Même le Vicaire-évêque patriarcal orthodoxe de Roumanie y a été de son laïus lors d’une cérémonie religieuse. « Nous prions toujours pour le repos des âmes des rois de Roumanie ... Le roi Carol 1, la reine Elisabeth, le roi Ferdinand, la reine Marie, le roi Carol II, la reine Hélène, le roi Michel et la reine Anne (…) » a déclaré le Père Varlaam Ploie?teanul et sous la bénédiction de sa Béatitude le Patriarche Daniel. Avant de rappeler que ces monarques avaient «tout donné au pays et n’avait rien gardé pour eux », vague allusion à la corruption endémique au sein de la classe politique roumaine.
Selon un sondage daté de décembre 2019, seuls 37% des roumains souhaiteraient le retour de la monarchie en Roumanie. Des chiffres qui cependant fluctuent au gré des enquêtes d’opinion. Car si elle draine des milliers de roumains derrière elle, l’idée monarchique souffre de ses divisions internes [Le PNTCD qui été au pouvoir au sein d’une coalition entre 1996 et 2000 n’est plus que l’ombre de lui-même. L’Alliance nationale pour la restauration de la monarchie (ANRM) a connu deux scissions depuis sa fondation en 2013] y compris au sein même de la maison royale qui n’a toujours pas réglé son délicat problème de succession à venir.
En dépit de l’enthousiasme monarchique du Premier ministre Orban qui a conclu son communiqué en souhaitant une «joyeuse fête nationale à la Maison de Sa Majesté, la curatrice de la Couronne», la question du retour de la monarchie reste toujours lié au bon vouloir d’une classe politique qui a plus intérêt à maintenir le statu quo avec la maison royale en la courtisant régulièrement que de la voir ceindre une couronne. Reste à savoir si Ludovic Orban va prendre le risque de soumettre au vote parlementaire la mise en place d’un référendum sans prendre le risque de devoir affronter une nouvelle motion de censure.

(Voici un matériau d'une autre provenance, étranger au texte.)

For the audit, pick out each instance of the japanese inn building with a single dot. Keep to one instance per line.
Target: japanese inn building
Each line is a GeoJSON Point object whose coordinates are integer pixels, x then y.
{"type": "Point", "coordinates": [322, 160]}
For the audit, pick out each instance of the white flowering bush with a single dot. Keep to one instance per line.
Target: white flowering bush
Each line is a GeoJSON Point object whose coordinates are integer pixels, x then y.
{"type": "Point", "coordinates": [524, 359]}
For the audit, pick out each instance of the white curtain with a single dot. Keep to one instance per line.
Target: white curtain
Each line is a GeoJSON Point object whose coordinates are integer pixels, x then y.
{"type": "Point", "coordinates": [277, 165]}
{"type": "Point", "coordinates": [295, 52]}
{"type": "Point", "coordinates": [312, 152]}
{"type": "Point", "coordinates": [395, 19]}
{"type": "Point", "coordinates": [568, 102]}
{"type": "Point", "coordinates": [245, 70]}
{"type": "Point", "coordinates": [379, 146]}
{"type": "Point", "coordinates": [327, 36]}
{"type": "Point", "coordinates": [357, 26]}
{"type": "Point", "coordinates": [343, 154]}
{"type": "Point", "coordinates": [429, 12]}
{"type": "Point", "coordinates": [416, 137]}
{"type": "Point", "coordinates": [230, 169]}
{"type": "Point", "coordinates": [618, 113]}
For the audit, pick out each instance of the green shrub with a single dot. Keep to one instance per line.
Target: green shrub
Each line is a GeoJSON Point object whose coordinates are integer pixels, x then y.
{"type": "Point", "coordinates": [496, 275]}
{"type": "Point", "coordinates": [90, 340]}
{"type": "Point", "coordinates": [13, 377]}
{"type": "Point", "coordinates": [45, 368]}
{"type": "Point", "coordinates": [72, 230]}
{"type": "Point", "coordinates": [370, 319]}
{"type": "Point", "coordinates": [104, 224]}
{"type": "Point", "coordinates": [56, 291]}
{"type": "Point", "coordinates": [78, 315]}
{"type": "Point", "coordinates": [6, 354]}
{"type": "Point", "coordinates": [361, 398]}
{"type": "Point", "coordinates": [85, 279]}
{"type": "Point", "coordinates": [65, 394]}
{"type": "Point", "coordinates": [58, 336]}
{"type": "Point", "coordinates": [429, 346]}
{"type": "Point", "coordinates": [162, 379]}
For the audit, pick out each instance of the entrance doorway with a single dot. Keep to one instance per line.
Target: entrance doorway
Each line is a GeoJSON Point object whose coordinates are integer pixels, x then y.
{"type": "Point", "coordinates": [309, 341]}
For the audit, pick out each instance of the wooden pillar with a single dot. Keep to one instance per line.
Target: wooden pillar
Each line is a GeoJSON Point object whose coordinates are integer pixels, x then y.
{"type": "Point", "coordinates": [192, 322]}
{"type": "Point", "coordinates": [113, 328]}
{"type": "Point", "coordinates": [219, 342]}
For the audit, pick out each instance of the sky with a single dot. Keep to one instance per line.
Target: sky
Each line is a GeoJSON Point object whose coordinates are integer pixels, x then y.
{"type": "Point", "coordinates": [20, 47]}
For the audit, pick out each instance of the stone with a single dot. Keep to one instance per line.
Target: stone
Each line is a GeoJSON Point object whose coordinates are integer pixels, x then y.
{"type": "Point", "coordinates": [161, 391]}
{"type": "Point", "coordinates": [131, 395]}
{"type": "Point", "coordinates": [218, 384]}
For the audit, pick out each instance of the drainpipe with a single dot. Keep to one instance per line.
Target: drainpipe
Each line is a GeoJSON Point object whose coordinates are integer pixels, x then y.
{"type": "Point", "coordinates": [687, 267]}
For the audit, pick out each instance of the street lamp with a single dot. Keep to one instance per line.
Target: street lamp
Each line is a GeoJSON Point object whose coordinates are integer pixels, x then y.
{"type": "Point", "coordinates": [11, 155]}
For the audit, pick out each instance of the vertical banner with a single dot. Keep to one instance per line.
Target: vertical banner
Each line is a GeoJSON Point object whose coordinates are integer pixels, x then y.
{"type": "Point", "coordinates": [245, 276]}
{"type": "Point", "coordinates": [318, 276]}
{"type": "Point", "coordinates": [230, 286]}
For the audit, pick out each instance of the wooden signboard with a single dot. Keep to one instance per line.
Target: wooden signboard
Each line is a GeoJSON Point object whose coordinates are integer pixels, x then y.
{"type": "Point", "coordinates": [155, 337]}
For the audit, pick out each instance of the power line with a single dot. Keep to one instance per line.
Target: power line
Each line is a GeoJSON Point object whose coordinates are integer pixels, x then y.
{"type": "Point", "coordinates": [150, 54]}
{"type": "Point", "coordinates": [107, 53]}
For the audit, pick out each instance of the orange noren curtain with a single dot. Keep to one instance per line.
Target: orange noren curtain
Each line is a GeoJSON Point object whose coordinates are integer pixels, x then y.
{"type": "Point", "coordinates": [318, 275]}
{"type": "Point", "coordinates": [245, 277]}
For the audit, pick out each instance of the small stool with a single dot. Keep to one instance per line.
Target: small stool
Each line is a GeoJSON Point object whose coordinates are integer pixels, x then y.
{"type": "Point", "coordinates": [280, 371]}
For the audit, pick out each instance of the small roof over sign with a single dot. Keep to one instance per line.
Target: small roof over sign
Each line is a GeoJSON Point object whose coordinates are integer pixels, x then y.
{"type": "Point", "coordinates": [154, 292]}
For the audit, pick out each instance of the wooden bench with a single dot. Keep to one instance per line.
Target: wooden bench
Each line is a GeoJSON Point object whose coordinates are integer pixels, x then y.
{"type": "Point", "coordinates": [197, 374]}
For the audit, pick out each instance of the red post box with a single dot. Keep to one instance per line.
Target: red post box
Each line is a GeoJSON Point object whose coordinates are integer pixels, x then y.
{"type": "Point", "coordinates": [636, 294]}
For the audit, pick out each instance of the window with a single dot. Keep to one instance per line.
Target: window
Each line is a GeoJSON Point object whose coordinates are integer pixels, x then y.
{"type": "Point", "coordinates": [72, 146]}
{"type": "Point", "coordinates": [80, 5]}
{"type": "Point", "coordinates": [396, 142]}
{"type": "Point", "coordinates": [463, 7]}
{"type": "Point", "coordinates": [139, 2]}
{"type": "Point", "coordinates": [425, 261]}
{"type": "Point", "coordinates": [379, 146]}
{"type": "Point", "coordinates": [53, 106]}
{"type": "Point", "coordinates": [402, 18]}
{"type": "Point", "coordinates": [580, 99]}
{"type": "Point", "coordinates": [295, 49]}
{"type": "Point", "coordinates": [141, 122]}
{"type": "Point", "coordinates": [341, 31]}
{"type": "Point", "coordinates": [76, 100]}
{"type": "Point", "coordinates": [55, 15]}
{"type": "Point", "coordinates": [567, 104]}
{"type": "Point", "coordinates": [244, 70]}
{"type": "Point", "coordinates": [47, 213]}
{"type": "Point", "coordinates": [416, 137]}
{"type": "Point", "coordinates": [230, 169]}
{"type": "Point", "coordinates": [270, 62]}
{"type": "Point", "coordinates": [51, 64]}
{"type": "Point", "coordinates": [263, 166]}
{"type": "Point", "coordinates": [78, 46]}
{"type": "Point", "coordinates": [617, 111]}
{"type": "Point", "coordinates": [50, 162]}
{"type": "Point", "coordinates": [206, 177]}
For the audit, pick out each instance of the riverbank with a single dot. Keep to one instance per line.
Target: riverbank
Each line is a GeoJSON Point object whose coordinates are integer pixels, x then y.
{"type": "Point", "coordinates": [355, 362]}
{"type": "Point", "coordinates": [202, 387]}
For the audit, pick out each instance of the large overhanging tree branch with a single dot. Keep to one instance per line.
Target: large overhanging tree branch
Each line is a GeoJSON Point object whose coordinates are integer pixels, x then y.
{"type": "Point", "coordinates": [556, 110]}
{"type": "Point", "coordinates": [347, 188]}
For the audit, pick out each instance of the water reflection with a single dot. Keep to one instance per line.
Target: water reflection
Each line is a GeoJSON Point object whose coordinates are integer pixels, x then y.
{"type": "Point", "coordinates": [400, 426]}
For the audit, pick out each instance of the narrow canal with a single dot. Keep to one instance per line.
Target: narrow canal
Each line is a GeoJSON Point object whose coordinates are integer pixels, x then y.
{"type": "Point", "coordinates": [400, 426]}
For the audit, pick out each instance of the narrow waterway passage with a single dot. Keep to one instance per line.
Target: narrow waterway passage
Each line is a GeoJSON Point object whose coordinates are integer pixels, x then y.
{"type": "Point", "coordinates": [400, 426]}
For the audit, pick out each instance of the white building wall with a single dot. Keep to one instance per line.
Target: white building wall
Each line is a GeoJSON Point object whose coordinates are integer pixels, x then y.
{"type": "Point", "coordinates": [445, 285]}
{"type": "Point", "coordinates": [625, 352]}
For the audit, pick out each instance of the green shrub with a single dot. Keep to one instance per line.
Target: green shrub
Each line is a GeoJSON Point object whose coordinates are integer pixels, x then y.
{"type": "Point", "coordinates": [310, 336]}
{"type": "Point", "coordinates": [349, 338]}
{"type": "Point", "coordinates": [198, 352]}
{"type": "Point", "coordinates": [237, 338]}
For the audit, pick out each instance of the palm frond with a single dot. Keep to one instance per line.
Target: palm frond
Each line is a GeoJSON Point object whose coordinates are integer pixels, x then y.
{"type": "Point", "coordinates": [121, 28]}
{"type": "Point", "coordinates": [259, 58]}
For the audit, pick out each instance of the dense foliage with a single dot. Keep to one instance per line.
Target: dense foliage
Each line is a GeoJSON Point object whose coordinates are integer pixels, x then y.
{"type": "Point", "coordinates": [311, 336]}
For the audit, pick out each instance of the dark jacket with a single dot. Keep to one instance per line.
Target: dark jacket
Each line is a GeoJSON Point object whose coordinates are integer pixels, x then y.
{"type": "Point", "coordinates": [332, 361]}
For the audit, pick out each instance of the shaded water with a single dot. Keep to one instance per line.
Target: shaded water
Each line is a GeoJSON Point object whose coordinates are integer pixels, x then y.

«Espoir et confiance » a déclaré dans un message commun à la Roumanie et la Moldavie, la princesse Margareta. Deux mots qui, bien qu’ils soient relatifs à la crise du covid-19, sonnent aussi étrangement comme une réponse au Premier ministre Ludovic Orban qui pourrait réaliser le rêve d’une partie de ses compatriotes : Couronner la République de Roumanie.